Para llegar a El Prat, la carretera es lo más fácil, en vehículo privado o en taxi. En transporte público, el cometido es más complicado

En Barajas, la obra se redactó como un nuevo túnel de 8,8 kilómetros con vía para Cercanías y AVE que uniera Chamartín y la nueva terminal. Y 10 años después, el resultado es desigual. Las obras en Madrid avanzaron a un ritmo constante: se adjudicaron en 2007, el túnel está en servicio desde septiembre de 2011 y solo falta la llegada del AVE para que el pastel sea completo. En Barcelona, la adjudicación de las obras quedó paralizada y llegó mucho más tarde: el 8 de mayo de 2010. Casi dos años después, los trabajos todavía no se han iniciado, y no hay dinero para ponerlas en marcha este año. La llegada de la alta velocidad no está, de momento, ni proyectada.

Para llegar a El Prat, la carretera es lo más fácil, en vehículo privado o en taxi. En transporte público, el cometido es más complicado. La línea de autobuses más utilizada por los turistas es el Aerobús, que une cada cinco minutos El Prat con la plaza de Catalunya de la capital. El precio del billete de ida es de 5,30 euros, más del doble que cualquier ruta urbana en un autobús de TMB. La opción alternativa es tomar un Rodalies, que salen cada media hora desde la estación de Francia y pasan por Passeig de Gràcia y la estación de Sants. El trayecto dura 25 minutos, y deja al viajero en la Terminal 2, desde donde hay un autobús lanzadera —gratuito— que une con la nueva terminal.

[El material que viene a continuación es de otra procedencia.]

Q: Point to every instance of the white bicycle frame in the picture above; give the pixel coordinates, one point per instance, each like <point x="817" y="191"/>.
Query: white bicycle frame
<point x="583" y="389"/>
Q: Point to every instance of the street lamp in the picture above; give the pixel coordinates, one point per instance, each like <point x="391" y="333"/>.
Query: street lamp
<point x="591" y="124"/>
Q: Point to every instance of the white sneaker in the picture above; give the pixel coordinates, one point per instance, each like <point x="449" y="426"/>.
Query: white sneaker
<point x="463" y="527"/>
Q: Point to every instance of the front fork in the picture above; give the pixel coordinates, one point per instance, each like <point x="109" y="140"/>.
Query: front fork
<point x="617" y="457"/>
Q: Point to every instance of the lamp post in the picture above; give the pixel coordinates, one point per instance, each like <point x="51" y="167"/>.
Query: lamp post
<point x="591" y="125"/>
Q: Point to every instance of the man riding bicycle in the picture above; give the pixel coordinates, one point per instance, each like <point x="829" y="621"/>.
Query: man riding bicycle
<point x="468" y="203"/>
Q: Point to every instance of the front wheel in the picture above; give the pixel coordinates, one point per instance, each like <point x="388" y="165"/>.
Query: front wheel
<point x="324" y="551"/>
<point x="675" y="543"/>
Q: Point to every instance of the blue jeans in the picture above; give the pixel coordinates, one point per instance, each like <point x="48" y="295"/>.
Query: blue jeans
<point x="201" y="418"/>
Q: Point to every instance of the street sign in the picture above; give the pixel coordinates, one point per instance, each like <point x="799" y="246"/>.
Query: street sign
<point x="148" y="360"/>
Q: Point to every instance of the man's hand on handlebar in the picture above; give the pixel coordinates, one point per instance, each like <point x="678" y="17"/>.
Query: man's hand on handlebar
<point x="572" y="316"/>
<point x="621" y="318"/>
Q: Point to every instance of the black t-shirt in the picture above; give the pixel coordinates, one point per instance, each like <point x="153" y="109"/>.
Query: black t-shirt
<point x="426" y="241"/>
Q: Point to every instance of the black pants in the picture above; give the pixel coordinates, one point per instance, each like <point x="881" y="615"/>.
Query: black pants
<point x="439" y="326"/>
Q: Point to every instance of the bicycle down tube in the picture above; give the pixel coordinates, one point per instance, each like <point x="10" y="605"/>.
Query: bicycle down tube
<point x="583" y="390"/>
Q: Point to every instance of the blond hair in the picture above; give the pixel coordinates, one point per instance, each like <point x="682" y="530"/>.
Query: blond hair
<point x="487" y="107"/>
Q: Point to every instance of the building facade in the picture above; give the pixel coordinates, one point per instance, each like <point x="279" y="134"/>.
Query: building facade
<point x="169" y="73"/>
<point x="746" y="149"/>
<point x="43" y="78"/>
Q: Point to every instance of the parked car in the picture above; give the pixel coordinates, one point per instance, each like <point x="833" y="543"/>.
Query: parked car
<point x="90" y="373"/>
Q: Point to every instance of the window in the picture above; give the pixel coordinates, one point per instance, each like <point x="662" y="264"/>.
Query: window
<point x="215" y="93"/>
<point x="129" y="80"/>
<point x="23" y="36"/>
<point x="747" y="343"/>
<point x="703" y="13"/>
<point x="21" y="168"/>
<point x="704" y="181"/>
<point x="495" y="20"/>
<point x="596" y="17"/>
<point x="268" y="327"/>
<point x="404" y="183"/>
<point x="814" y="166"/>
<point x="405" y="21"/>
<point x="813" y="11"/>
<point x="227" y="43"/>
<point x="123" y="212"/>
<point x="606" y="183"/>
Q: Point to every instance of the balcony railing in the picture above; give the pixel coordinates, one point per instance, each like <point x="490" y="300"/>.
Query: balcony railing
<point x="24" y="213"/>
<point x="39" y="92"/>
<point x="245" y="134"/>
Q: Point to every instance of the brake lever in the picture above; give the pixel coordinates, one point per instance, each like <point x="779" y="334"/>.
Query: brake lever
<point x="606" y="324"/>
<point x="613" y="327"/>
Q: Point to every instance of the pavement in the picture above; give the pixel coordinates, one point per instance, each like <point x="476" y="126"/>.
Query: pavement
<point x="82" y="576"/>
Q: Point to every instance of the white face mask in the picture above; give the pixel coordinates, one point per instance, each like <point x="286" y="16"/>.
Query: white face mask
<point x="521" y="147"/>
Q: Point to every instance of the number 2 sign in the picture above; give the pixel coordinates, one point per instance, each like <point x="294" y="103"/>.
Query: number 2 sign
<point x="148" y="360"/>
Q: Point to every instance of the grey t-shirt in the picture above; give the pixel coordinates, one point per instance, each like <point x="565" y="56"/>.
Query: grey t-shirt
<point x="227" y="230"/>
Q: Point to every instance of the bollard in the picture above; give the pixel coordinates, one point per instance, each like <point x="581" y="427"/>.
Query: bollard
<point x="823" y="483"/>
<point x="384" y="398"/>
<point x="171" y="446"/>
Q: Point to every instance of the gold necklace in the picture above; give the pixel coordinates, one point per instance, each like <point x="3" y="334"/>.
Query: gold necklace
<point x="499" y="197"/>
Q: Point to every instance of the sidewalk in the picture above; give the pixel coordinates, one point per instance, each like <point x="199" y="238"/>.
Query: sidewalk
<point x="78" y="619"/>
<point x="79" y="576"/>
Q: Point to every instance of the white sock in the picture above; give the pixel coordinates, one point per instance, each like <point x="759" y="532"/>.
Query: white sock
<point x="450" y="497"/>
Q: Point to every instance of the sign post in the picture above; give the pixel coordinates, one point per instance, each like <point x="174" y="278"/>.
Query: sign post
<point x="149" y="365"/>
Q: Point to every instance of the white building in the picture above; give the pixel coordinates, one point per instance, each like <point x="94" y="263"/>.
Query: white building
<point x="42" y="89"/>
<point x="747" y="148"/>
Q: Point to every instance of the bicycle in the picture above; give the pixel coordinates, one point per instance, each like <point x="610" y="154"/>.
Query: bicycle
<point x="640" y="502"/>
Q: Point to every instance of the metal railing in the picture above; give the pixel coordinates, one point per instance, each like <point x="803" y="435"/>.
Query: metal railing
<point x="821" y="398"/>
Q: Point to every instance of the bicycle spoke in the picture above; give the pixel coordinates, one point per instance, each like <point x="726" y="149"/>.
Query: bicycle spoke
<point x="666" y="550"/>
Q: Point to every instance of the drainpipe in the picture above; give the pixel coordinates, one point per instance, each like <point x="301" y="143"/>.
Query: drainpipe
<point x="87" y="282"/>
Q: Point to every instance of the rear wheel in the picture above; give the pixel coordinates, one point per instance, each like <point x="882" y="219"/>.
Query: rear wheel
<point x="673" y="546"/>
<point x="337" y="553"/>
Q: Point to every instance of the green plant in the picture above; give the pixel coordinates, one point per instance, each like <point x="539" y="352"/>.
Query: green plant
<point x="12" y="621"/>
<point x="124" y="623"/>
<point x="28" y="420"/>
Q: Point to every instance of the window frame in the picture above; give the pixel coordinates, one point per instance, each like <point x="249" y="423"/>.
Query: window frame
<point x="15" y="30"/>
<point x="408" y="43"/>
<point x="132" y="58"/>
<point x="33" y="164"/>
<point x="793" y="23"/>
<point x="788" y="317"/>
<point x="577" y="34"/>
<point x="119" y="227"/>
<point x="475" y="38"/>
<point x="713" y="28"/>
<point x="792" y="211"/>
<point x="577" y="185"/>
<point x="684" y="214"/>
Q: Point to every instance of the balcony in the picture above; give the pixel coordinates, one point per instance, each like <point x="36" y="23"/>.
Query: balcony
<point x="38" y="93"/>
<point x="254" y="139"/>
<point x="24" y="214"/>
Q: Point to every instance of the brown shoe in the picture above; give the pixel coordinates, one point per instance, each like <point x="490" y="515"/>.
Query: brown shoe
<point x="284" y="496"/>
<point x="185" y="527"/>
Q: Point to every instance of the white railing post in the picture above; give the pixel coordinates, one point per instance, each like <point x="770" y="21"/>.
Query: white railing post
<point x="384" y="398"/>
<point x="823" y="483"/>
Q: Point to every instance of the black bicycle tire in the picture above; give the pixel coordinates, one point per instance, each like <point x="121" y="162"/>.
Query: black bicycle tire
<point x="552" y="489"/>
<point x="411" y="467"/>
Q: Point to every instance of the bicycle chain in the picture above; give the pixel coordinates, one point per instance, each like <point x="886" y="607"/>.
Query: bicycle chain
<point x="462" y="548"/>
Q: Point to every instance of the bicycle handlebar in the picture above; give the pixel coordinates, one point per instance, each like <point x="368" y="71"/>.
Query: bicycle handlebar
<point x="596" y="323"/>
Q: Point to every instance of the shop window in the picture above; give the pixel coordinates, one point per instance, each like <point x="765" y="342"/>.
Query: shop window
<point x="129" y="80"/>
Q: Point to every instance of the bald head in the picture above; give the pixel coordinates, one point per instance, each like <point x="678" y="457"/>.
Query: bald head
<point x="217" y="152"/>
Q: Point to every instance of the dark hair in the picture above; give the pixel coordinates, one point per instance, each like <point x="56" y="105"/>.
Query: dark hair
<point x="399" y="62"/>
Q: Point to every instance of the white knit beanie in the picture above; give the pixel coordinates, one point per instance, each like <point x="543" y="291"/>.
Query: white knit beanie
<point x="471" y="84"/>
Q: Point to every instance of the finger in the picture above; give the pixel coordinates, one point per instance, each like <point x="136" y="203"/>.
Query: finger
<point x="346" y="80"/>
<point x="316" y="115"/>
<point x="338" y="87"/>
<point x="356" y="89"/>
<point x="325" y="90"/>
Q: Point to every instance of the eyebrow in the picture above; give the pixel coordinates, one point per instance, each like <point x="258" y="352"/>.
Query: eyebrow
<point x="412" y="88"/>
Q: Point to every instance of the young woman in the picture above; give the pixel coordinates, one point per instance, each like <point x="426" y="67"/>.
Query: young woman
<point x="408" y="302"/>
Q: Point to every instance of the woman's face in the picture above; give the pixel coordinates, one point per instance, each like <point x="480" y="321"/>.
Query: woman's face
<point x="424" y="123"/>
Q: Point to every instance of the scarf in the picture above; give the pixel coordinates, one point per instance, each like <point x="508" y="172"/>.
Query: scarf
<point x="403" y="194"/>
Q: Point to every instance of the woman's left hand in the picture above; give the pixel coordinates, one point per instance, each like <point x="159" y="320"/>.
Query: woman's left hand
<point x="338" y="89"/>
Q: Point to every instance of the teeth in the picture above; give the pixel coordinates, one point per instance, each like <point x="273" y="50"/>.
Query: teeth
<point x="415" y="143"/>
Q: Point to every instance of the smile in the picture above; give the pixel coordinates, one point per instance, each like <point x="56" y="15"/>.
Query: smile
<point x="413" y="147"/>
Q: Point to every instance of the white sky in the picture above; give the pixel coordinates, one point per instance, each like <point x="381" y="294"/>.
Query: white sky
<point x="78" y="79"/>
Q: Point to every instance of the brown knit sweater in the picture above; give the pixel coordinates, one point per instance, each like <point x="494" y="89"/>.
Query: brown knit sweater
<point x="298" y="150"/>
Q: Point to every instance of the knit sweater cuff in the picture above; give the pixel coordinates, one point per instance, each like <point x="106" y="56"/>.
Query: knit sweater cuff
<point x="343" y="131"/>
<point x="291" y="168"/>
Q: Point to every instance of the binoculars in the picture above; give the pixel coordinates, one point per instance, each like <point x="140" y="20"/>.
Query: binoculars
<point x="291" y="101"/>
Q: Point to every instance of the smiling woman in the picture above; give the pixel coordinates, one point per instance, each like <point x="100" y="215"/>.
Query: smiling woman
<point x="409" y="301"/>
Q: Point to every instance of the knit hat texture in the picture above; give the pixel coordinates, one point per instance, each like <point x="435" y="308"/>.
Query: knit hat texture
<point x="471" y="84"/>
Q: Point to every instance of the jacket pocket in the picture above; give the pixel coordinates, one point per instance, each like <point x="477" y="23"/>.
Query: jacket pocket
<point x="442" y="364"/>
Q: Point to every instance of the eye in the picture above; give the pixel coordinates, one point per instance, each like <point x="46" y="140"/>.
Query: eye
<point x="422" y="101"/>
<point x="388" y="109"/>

El tren de Cercanías también llega a la nueva terminal, en un viaje que en 25 minutos traslada al viajero de Atocha al aeropuerto

El aeropuerto de Madrid parte con clara ventaja frente a su principal competidor. El metro une el centro con el aeropuerto de Barajas en menos de media hora. Y cuenta con dos paradas, la de la nueva terminal 4 y la de las terminales 1, 2 y 3. La línea exprés de la Empresa Metropolitana de Transportes une el aeropuerto con la estación de Atocha y tiene un precio de dos euros. El tren de Cercanías también llega a la nueva terminal, en un viaje que en 25 minutos traslada al viajero de Atocha al aeropuerto. A estas alternativas se unirá el AVE, cuya llegada a Barajas se prevé para 2014.

La falta de accesos lastra a El Prat frente al resto de aeropuertos punteros de Europa. El aeropuerto Heathrow, en Londres, está conectado con la ciudad con dos líneas de trenes, que dejan al viajero en el centro en un mínimo de 15 minutos. También las terminales están conectadas con el metro. La mayoría de aeropuertos importantes cuenta con todas las terminales conectadas a las líneas de tren y con estación de Alta Velocidad. Como el aeropuerto de Fráncfort, el Charles de Gaulle de París, el de Ámsterdam y el de Milán- Malpensa.

La próxima parada para el aeropuerto es la del metro. Ante la paralización de los recursos para tener acceso ferroviario a la Terminal 1, la Generalitat aprobó a finales de marzo la modificación de las obras de la línea 9 del metro para concentrar el dinero en el aeropuerto. Si la crisis no lo impide, en 2014 se producirá la llegada del metro, que conectaría el aeropuerto con la estación de Collblanc. Para situarse entre los grandes de Europa y presumir de tren y alta velocidad, El Prat deberá esperar.